I wish CipherTrust had integrated its product with the Microsoft Operations Manager (MOM) and Windows Management Instrumentation (WMI) standards instead of generating only text-format files. And because the IronMail line isn't based on Windows, you can't specify a program to run when a certain condition occurs.

Imperfect but Impressive
When I heard about the IronMail line of products, I was skeptical that an integrated appliance would be a better security solution than selecting individual products. Concentrating security services in one device would probably make them easier to manage, but I thought I'd prefer the flexibility to mix and match multiple services. However, I was impressed with the ease of management that the IronMail's software offers. All the features share a clean, discoverable interface, and because the IronMail is Web-based, I could manage the device while I was on the road. I was also impressed by the appliance's broad range of functionality, particularly by the capability and flexibility of the policy and antispam features.

Nevertheless, this product isn't perfect.

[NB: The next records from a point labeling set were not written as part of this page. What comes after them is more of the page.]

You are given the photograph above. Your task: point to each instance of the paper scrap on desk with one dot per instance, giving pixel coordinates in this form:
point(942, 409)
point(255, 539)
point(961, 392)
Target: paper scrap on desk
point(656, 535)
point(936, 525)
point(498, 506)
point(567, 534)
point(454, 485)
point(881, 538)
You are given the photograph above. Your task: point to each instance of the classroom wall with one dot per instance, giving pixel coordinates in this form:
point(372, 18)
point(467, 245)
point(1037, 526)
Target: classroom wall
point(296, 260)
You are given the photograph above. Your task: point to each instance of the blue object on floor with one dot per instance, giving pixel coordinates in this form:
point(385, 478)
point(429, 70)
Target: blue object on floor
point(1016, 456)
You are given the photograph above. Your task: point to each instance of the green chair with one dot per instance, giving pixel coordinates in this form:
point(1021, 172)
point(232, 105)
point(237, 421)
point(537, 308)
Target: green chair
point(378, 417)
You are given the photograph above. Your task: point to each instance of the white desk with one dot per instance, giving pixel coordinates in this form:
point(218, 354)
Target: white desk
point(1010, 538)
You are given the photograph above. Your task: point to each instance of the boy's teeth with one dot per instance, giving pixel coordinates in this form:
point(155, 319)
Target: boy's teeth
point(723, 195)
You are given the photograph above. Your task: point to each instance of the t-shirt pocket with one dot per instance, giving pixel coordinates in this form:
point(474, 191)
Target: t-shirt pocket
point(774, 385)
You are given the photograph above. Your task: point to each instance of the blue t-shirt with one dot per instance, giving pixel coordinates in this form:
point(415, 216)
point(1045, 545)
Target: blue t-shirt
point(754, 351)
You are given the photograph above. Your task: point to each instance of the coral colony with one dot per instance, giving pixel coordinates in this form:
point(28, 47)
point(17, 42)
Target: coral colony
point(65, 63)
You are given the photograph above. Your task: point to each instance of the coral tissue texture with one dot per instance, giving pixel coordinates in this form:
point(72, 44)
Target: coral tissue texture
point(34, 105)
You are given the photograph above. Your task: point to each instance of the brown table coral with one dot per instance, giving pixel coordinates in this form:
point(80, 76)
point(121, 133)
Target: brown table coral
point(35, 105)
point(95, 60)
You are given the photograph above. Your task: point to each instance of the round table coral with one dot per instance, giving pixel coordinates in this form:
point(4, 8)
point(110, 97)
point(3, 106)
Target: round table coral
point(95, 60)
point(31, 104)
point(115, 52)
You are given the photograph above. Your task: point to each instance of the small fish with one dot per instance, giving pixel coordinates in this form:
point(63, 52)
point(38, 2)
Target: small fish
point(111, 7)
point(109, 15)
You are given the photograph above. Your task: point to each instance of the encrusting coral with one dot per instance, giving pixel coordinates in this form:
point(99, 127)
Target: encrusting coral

The spam filters are sometimes overzealous, and the relaying problem I encountered could have been prevented with the addition of a simple "Are you sure?" confirmation dialog box. The documentation is skimpy (although CipherTrust is revamping it and preparing a line of online and classroom training courses). And when I went to the support site, I couldn't find any support resources that didn't require a support package (I suspect most customers will choose the annual maintenance package, however).

But when you factor in the cost of individual security packages, servers to run them on, maintenance, and management, the IronMail becomes attractive. If you need enterprise-strength security, monitoring, and antispam features, the IronMail products are well worth investigating. For smaller organizations, even the basic feature set, which doesn't include the optional policy and antispam modules, will probably be worthwhile.